Let \({e_1} = \left[ {\begin{array}{*{20}{c}}1\\0\end{array}} \right]\), \({e_2} = \left[ {\begin{array}{*{20}{c}}0\\1\end{array}} \right]\), \({y_1} = \left[ {\begin{array}{*{20}{c}}2\\5\end{array}} \right]\) and \({y_2} = \left[ {\begin{array}{*{20}{c}}{ - 1}\\6\end{array}} \right]\) and let \(T:{\mathbb{R}^2} \to {\mathbb{R}^2}\) be a linear transformation that maps \({e_1}\) into \({y_1}\) and maps \({e_2}\) into \({y_2}\). Find the images of \(\left[ {\begin{array}{*{20}{c}}5\\{ - 3}\end{array}} \right]\) and \(\left[ {\begin{array}{*{20}{c}}{{x_1}}\\{{x_2}}\end{array}} \right]\).

Solve the equation \(x = \left[ {\begin{array}{*{20}{c}}5\\{ - 3}\end{array}} \right]\).

\(\begin{aligned}x &= \left[ {\begin{array}{*{20}{c}}5\\{ - 3}\end{array}} \right]\\ &= \left[ {\begin{array}{*{20}{c}}5\\0\end{array}} \right] + \left[ {\begin{array}{*{20}{c}}0\\{ - 3}\end{array}} \right]\\ &= 5\left[ {\begin{array}{*{20}{c}}1\\0\end{array}} \right] - 3\left[ {\begin{array}{*{20}{c}}0\\1\end{array}} \right]\\ &= 5{e_1} - 3{e_2}\end{aligned}\)

\(\begin{aligned}T\left( x \right) &= T\left( {5{e_1} - 3{e_2}} \right)\\ &= 5T\left( {{e_1}} \right) - 3T\left( {{e_2}} \right)\\ &= 5{y_1} - 3{y_2}\\ &= 5\left[ {\begin{array}{*{20}{c}}2\\5\end{array}} \right] - 3\left[ {\begin{array}{*{20}{c}}{ - 1}\\6\end{array}} \right]\\ &= \left[ {\begin{array}{*{20}{c}}{13}\\7\end{array}} \right]\end{aligned}\)

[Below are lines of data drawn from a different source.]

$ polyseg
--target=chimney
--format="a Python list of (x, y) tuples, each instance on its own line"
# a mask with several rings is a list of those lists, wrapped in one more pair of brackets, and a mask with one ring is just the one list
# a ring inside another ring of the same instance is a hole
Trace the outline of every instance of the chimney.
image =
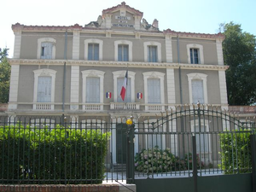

\(x\)can be expressed as follows:

\(\begin{aligned}x &= \left[ {\begin{array}{*{20}{c}}{{x_1}}\\{{x_2}}\end{array}} \right]\\ &= {x_1}\left[ {\begin{array}{*{20}{c}}1\\0\end{array}} \right] + {x_2}\left[ {\begin{array}{*{20}{c}}0\\1\end{array}} \right]\\ &= {x_1}{e_1} + {x_2}{e_2}\end{aligned}\)

\(\begin{aligned}{c}T\left( x \right) &= T\left( {{x_1}{e_1} + {x_2}{e_2}} \right)\\ &= {x_1}T\left( {{e_1}} \right) + {x_2}T\left( {{e_2}} \right)\\ &= {x_1}\left[ {\begin{array}{*{20}{c}}2\\5\end{array}} \right] + {x_2}\left[ {\begin{array}{*{20}{c}}{ - 1}\\6\end{array}} \right]\\ &= \left[ {\begin{array}{*{20}{c}}{2{x_1} - {x_2}}\\{5{x_1} + 6{x_2}}\end{array}} \right]\end{aligned}\)

So, the image of \(\left[ {\begin{array}{*{20}{c}}5\\{ - 3}\end{array}} \right]\) is \(\left[ {\begin{array}{*{20}{c}}{13}\\7\end{array}} \right]\) and the image of \(\left[ {\begin{array}{*{20}{c}}{{x_1}}\\{{x_2}}\end{array}} \right]\) is \(\left[ {\begin{array}{*{20}{c}}{2{x_1} - {x_2}}\\{5{x_1} + 6{x_2}}\end{array}} \right]\).